Hari Anak Sedunia menekankan pentingnya bagi dunia untuk mendengarkan ide dan permintaan anak-anak dan remaja. Selama dua dekade terakhir, dunia kita telah menjadi lebih digital, lebih mendunia, dan lebih beragam. Perubahan-perubahan ini membentuk latar belakang asuhan generasi muda saat ini, serta pengalaman, dan sikap mereka (UNICEF).
Para guru seringkali mengeluh ketika melihat fakta bahwa saat ini di mana gadget seringkali mengalihkan perhatian siswa dari tugas utama belajar mereka. Beberapa lembaga pendidikan telah berusaha bagaimana merumuskan kebijakan untuk membatasi penggunaan ponsel, iPod, dan akses internet di sekolah. Â
Hal yang sama juga dikeluhkan oleh orang tua, disertai kekhawatiran bagaimana dengan nasib masa depan anaknya yang seringkali lebih akrab dengan medsos. Beberapa iklan dan hal sensitif lain yang ditampilkan media ditakuti akan berbahaya bagi kesehatan fisik dan mental anak-anak.

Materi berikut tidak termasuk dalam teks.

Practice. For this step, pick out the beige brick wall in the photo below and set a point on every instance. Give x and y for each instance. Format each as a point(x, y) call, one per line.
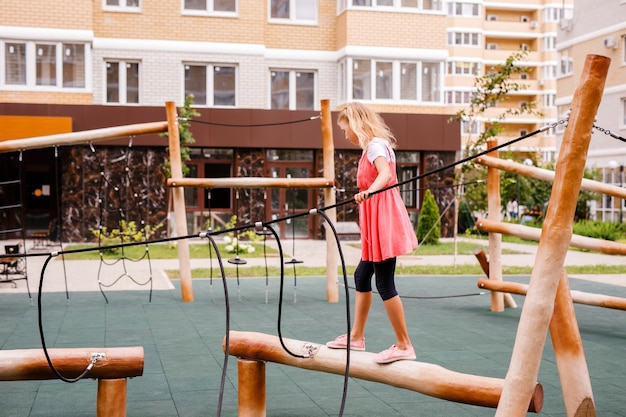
point(397, 30)
point(39, 97)
point(74, 14)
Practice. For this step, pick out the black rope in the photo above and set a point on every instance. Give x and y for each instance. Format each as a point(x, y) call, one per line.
point(43, 339)
point(348, 324)
point(256, 124)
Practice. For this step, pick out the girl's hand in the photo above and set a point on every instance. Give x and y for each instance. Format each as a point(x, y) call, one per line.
point(361, 197)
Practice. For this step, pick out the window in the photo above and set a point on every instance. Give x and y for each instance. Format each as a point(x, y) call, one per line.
point(294, 10)
point(122, 5)
point(15, 63)
point(396, 4)
point(292, 90)
point(210, 6)
point(44, 64)
point(466, 9)
point(395, 80)
point(361, 79)
point(384, 80)
point(463, 38)
point(408, 81)
point(549, 72)
point(211, 85)
point(430, 81)
point(458, 97)
point(549, 43)
point(122, 82)
point(463, 68)
point(566, 65)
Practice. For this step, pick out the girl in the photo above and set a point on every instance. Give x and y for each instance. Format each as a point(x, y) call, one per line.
point(386, 230)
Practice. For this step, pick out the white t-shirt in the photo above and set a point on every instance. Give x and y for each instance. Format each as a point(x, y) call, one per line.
point(379, 147)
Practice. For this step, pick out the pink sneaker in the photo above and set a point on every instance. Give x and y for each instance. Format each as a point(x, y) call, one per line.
point(394, 354)
point(341, 342)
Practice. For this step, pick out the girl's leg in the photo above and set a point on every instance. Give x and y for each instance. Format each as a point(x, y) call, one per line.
point(362, 303)
point(395, 312)
point(363, 298)
point(385, 283)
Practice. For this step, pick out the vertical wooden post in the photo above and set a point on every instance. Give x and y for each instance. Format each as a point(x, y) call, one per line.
point(328, 155)
point(495, 239)
point(569, 354)
point(111, 401)
point(252, 397)
point(178, 195)
point(554, 242)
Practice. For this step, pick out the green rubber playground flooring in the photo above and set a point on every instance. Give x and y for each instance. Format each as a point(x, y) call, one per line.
point(184, 359)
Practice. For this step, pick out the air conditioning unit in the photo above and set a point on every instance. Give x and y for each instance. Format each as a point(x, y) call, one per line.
point(610, 42)
point(565, 24)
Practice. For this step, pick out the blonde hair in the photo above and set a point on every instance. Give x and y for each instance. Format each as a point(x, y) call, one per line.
point(366, 124)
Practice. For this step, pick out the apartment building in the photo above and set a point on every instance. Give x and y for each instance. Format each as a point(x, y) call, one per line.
point(599, 31)
point(89, 64)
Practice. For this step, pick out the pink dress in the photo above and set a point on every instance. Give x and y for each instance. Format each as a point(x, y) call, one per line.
point(386, 231)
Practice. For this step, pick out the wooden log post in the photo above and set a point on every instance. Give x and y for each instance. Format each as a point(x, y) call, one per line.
point(178, 195)
point(578, 297)
point(424, 378)
point(111, 371)
point(555, 237)
point(251, 389)
point(484, 265)
point(532, 233)
point(570, 355)
point(111, 398)
point(495, 239)
point(328, 158)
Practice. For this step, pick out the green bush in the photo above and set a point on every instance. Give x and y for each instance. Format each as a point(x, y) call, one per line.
point(599, 230)
point(429, 226)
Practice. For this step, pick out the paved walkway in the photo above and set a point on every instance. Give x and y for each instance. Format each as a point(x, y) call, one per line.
point(183, 341)
point(83, 275)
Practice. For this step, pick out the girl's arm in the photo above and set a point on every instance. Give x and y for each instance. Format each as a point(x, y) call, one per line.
point(381, 181)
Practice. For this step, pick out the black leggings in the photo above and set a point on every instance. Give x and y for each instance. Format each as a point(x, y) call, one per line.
point(385, 272)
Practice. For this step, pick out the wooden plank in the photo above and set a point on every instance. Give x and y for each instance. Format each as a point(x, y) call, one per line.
point(424, 378)
point(31, 364)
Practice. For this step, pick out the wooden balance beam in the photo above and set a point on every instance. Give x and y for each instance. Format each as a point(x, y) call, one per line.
point(254, 349)
point(578, 297)
point(111, 371)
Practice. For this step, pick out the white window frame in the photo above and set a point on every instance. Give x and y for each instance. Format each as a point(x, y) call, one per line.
point(293, 73)
point(209, 11)
point(396, 81)
point(31, 64)
point(565, 58)
point(293, 19)
point(122, 87)
point(467, 9)
point(463, 68)
point(343, 5)
point(210, 82)
point(122, 7)
point(469, 39)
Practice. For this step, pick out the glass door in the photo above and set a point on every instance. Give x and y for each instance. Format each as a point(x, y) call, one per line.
point(289, 201)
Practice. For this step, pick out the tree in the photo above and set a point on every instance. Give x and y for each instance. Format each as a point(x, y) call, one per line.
point(491, 88)
point(429, 226)
point(185, 115)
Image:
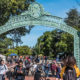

Kekhawatiran ini sah-sah saja, tetapi hal ini tidak dapat diatasi dengan penyangkalan, kemarahan, atau harapan agar dunia kembali lagi seperti zaman dahulu. Bagi guru, orang tua, dan orang dewasa lainnya perlu memahami dan menghayati dengan baik perubahan-perubahan itu terjadi dalam kehidupan mereka.
Kita harus berhenti melihat perubahan ini sebagai ancaman dan sebaliknya mengidentifikasi peluang yang harusnya dilakukan untuk kebaikan mereka.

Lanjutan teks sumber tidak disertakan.